A 10h 34, nous prenons la direction de la commune d’Aït Mahmoud, daïra de Béni Douala, la voix du Rebelle retentissait à l’intérieur du taxi, imposant un silence religieux. Matoub s’invite ainsi à notre visite, emprunter le chemin qui monte vers sa commune de naissance s’apparente à un long pèlerinage où l’émotion gagne soudainement l’esprit, laissant place à un très fort sentiment de recueillement, d’hommage…
Chemin faisant, le climat se détend peu à peu, le chauffeur de taxi nous fait remarquer avec fierté, qu’à quelques kilomètres de l’intersection entre Taguemount Azouz et Taourirt, repose le géant du chantre amazigh. Nous prendrons vite conscience qu’à Aït Mahmoud, le Rebelle fait désormais partie de l’identité de la région… Aït Mahmoud est une commune située au nord-est de la daïra de Béni Douala, sa population avoisine les 9 000 âmes réparties sur plusieurs villages, Tizi- Hibel, Taguemount Azouz, Taourirt Moussa en sont les plus importants.
Ath Mahmoud s’étend sur une superficie de quelques 25,8 km2. C’est une localité qui a enfanté plusieurs personnalités connues et reconnues dans plusieurs domaines l’on citera le troisième meilleur manager africain Issad Rebrab, Matoub Lounès et Mouloud Feraoun. Des icônes qui ont marqué de leurs empreintes, chacun dans son domaine.
La beauté des tableaux naturels que nous offre majestueusement cette commune qui est d’ailleurs merveilleusement protégée par les monts du Djurdjura nous ont fait oublier les difficultés du parcours tant le chemin y menant est escarpé et semé d’embuches. La route a été plusieurs fois revêtue, mais la vétusté, des réseaux AEP qui éclatent ça et là cause la dégradation du réseau routier, ce qui n’est bien évidemment pas pour arranger les affaires de la population locale.
Arrivée au bout de quelque 35 minutes au chef-lieu communal, une voix retentissait dans les airs, elle vient des hauteurs du village Taguemount Azouz, le plus peuplé des villages d’Aït Mahmoud. Renseignement pris, c’est une invitation aux citoyens à venir visiter le mausolée dit Vougeleb Azegzaw. Prenant le chemin du mausolée, l’accés nous renvoie à l’originalité des villages de Kabylie: la rue est pittoresque, d’anciennes habitations magistralement conçues, une architecture faite de pierres qui nous renseigne sur le génie indéniable de ceux qui les ont construites, Taguemount Azouz a su et pu conserver son originalité qui lui confère un statut particulier parmi les villages de la localité.
“Vougelav Azegzaw, une tradition… à perpétuer”
Un groupe de sages de la bourgade est chargé d’accueillir les visiteurs, “ici, nous célébrons chaque année Vougelav Azegzaw, comme une halte pour remercier tous les sages qui ont fait du bien à notre village, cette tradition que nous perpétuons de génération en génération car nous pensons que la présence de ces sages est une véritable bénédiction du ciel,” nous dira tout de go Mohand, l’un des organisateurs.
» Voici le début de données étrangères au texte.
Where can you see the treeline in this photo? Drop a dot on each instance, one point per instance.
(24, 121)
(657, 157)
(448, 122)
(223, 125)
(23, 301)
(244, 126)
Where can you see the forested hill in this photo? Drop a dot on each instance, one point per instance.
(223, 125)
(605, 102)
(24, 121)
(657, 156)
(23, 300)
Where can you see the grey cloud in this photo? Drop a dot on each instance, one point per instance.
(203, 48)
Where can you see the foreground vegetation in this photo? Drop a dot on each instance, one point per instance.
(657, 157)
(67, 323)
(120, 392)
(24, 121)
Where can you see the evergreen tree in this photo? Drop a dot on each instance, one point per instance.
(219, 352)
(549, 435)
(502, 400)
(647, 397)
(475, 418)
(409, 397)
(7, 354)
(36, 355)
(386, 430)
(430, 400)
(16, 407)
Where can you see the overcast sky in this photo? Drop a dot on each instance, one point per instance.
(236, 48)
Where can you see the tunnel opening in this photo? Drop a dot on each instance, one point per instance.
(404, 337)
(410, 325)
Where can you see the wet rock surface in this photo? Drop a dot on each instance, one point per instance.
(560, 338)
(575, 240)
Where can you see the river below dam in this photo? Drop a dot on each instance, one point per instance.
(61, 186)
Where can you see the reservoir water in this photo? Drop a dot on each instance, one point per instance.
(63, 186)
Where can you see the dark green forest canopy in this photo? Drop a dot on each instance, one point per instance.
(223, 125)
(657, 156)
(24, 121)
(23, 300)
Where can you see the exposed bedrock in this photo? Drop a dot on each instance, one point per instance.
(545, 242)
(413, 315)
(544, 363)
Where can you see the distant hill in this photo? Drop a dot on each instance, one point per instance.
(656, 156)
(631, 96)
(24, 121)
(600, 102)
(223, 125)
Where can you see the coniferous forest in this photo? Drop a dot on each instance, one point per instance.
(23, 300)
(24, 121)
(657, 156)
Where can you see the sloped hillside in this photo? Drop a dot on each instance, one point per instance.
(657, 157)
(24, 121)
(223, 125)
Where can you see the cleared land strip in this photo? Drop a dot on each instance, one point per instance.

Ce dernier nous fera savoir que l’objectif est, abstraction faite au côté spirituel de la manifestation, d’encourager l’esprit de solidarité entre les citoyens. C’est là, en effet, que réside toute la symbolique des célébrations religieuses puisque cela permet aux riches comme aux pauvres de partager un repas. “Cette offrande est l’incarnation du génie de nos ancêtres, comme Timechret, ce genre de rencontres renforce l’entraide et la solidarité, c’est des moments de rencontre, d’échange où les liens d’amitié et de fraternité se consolident,” indiquera notre interlocuteur.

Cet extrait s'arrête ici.